Before deleting his Twitter account, Coates had responded to West's
column in a thread of tweets pointing out occasions when he had, in
fact, criticized Obama over some of the issues, specifically US
militarism, that West raised.
In an October conversation with the Intercept's Jeremy Scahill, for
example, Coates said of Obama and drone warfare: "Maybe the presidency
in terms of what it is, we shouldn't think of people who have that job
as great, ever.
Like, it's not possible to be great. Implicit in it are certain things
that are not possible to salute. Are not possible to reconcile."
In another now unavailable tweet Coates pointed to pieces he had
written that critically examined how Obama addresses black audiences,
on "the specific oppressions of black women", and on abortion and choice.
"In general, I think the public itself can sort this out. But I don't
expect people to be familiar with everything I've written and said. So
here's just a bit of it," Coates wrote, pointing to times he had
engaged with most of this issues that West accused him of ducking.

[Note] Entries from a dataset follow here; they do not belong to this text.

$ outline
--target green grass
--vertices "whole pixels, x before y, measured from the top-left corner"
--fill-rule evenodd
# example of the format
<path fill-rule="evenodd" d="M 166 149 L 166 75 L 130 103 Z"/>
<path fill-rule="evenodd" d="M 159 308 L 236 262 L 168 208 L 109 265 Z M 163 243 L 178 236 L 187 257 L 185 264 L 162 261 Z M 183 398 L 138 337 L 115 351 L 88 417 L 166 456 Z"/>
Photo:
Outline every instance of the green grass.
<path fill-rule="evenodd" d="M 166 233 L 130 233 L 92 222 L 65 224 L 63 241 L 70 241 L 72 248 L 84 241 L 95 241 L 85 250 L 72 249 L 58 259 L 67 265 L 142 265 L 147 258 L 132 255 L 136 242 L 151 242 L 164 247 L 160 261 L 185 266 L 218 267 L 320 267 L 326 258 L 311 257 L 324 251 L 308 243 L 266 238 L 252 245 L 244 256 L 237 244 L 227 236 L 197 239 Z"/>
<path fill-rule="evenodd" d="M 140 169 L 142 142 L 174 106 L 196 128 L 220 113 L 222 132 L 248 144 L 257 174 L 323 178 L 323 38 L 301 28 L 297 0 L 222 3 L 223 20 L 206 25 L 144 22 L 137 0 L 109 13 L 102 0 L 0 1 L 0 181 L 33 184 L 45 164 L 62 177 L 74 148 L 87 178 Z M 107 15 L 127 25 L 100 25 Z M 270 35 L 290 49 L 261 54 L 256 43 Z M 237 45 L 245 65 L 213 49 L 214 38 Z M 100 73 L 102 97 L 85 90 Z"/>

The debate also pulled in other high-profile black intellectuals like
the New Yorker's Jelani Cobb who said that "no one is above critique",
but that he was "frankly embarrassed by West's threadbare commentary".
Cobb pointed to West's fervent support for Bernie Sanders, who had a
tough time connecting with black voters and was hesitant to discuss
race, as an example of West's hypocrisy.
"In your obsequious stanning for Bernie you must've overlooked the
part where he dismissed the idea of black reparations," Cobb wrote.
"Moreover, those demands were kept alive in the black nationalist
grassroots tradition
- not the interracial left you so idolize."
This is hardly West's first public fracas with another high-profile
black intellectual. In 2015, fellow author Michael Eric Dyson wrote in
the New Republic that West's attitude toward Obama had as much to do
with personal feelings of betrayal as it did actual political differences.
After actively campaigning for Obama in the 2008 campaign, West "felt
spurned and was embittered" by Obama, and that marked his shift from
supporter to ardent detractor.
West has since accused Obama of political minstrelsy, insinuated that
he was a race traitor and called him a "neoliberal opportunist" and a
"Rockefeller Republican in blackface".
This kind of "not radical enough" ideological pugilism has long been a
feature of the black freedom struggle. West v Coates is eerily
reminiscent of arguments that date back over a century.
Historically speaking, as black intellectuals gain any degree of
institutional credibility or popular acceptance, they face criticism
from more radical thinkers of traitorous capitulation. The same type
of charges were once levied by WEB DuBois at Booker T Washington, and
by Marcus Garvey at DuBois. A generation later, Martin Luther King and
Malcolm X were famously caught up in a similar dynamic.